Christina described the impact bluntly: the doctors ruined her daughter's childhood. Faye is, in her mother's words, a ticking time bomb—her heart could stop at any moment. Every medical appointment brings more bad news. The specialist at Great Ormond Street Hospital solved in minutes what Bristol Children's Hospital could not solve in seven years, not because the London hospital had superior technology but because they ordered the genetic test that should have been ordered from the beginning. Bristol NHS Foundation Trust issued a statement expressing sorrow for the family's experience and promising to listen and understand what happened, but for Faye and Christina, understanding comes too late to recover the years already lost.
Notable Quotes
Those doctors ruined my little girl's whole childhood. She is losing the use of her legs very quickly.— Christina Condon, Faye's mother
The specialist at GOSH took one look at her and named this type of muscular dystrophy. All it took to diagnose her was a blood test with specific genetic testing, but the doctors at BCH were so adamant that it was JDM they never sent for this test.— Christina Condon
The Hearth Conversation Another angle on the story
Why did the doctors at Bristol dismiss the mother's concerns so completely? She had evidence—videos, photographs, a muscle biopsy pointing away from autoimmune disease.
Because once a diagnosis is anchored, it becomes hard to dislodge. The doctor seemed to have decided Faye fit a rheumatology disease before he'd even fully examined her. When every test came back negative for that disease, instead of reconsidering, they just kept treating for it anyway.
And the genetic test—the one that would have solved this in five minutes—was never ordered.
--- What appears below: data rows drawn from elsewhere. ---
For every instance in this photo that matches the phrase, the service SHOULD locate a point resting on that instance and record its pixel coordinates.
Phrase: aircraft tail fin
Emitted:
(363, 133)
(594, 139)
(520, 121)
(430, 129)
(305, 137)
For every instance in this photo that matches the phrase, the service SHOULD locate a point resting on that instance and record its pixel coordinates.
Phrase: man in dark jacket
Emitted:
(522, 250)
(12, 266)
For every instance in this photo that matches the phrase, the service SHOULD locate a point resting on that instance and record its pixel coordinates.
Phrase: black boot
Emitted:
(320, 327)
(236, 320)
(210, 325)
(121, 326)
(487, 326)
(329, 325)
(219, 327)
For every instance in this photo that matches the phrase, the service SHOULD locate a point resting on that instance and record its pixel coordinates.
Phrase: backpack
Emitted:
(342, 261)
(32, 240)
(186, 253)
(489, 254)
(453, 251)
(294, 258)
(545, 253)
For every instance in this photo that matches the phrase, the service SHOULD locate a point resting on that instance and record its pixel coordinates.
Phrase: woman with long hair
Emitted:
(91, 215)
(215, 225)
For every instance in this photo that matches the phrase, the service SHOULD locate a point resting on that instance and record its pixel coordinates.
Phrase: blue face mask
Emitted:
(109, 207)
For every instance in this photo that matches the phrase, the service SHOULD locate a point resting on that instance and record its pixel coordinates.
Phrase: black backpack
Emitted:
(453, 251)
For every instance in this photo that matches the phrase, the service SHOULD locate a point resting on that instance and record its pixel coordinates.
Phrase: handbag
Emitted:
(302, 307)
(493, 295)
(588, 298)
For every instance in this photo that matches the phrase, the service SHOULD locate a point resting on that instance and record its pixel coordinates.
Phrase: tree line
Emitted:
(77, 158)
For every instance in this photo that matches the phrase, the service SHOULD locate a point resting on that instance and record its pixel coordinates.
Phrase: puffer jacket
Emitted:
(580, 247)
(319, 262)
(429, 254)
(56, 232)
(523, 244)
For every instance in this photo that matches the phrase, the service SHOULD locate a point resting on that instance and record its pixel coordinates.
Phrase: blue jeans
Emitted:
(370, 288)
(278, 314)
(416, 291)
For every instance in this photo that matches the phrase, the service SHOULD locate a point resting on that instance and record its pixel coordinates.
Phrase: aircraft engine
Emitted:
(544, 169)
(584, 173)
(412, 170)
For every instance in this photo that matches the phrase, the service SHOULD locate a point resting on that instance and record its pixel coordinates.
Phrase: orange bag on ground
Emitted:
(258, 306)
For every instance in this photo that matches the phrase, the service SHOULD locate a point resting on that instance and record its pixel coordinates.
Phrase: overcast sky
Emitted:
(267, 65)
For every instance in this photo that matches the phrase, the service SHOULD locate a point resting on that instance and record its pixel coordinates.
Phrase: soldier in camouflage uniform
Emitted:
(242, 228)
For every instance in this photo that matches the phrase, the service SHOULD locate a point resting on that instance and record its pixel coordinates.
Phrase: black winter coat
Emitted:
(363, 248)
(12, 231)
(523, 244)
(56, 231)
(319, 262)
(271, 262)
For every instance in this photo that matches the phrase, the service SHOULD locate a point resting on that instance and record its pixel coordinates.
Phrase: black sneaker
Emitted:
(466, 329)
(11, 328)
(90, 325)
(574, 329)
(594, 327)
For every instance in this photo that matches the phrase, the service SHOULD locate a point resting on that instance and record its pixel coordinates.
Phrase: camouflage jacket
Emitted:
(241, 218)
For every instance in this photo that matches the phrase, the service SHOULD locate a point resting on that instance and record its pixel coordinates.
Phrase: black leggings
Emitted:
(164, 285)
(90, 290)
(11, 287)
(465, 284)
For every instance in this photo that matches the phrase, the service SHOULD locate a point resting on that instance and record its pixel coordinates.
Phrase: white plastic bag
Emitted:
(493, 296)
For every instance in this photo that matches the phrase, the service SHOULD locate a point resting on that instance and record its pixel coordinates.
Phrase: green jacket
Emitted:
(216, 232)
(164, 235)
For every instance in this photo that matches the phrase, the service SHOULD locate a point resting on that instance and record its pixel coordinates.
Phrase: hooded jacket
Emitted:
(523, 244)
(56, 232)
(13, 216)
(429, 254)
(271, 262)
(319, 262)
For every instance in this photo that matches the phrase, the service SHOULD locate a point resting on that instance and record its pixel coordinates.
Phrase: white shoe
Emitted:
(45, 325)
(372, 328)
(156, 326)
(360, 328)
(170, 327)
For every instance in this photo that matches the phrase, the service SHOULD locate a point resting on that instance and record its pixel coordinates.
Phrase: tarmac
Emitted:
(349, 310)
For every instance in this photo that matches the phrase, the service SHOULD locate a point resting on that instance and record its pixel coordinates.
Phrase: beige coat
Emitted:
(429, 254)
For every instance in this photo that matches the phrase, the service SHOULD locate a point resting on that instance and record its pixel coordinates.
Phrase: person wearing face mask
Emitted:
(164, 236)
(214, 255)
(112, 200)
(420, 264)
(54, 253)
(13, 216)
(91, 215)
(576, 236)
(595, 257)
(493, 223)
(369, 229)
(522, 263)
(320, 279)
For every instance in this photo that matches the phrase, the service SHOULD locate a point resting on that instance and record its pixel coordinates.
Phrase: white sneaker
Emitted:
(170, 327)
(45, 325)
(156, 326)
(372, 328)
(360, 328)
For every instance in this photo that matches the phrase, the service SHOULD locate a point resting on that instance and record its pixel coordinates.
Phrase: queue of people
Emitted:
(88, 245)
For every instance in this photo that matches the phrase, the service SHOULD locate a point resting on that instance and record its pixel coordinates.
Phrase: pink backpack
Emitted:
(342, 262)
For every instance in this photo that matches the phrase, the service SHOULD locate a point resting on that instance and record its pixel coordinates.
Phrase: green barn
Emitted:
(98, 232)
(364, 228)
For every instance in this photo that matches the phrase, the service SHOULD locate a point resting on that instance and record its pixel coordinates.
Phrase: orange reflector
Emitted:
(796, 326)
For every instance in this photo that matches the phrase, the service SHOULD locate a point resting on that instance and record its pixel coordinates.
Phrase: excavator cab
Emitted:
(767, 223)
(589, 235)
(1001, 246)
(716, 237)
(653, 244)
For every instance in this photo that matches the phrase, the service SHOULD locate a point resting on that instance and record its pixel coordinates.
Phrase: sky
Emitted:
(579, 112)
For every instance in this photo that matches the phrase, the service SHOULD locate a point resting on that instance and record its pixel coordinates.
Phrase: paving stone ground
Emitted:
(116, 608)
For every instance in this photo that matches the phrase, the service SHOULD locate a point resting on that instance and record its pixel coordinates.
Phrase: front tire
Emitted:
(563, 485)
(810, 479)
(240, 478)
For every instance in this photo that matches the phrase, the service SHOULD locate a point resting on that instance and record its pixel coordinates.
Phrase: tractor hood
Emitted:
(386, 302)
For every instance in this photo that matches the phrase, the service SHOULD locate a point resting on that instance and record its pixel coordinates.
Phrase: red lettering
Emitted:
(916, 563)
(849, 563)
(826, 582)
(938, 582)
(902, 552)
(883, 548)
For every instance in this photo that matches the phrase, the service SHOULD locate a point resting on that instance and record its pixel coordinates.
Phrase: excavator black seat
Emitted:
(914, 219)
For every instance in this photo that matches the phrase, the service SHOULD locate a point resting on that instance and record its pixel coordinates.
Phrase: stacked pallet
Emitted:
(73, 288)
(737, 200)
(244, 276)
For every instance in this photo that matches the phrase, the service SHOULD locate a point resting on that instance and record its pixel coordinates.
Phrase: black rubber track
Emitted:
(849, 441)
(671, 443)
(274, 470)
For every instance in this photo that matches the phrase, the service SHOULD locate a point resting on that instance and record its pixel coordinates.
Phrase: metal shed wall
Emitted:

Why?
Christina mentioned something crucial: the hospital staff were openly discussing which department would pay for testing. The genetic test costs money. It's easier to give chemotherapy than to order an expensive diagnostic test, especially when you're already committed to a diagnosis.
So this wasn't incompetence. It was a system that discouraged the right answer.
It was both. The system created incentives to avoid expensive testing, but individual doctors also had to choose whether to listen to a parent who was clearly seeing something they weren't. They chose not to listen.
What does Faye face now?
A genetic condition with no cure. She's losing mobility rapidly, needs a ventilator at night, and her heart could fail without warning. None of that would have changed with an early diagnosis—muscular dystrophy has no treatment. But her family could have lived differently. They could have had a childhood together instead of spending seven years in hospitals waiting for a recovery that was never coming.
So the tragedy isn't just the misdiagnosis. It's the years of false hope.
Exactly. The chemotherapy didn't help her. The viral meningitis from the treatment harmed her. But the deepest wound is that they were told to wait, to hope, to put their lives on hold. They did. And then they learned there was never anything to hope for.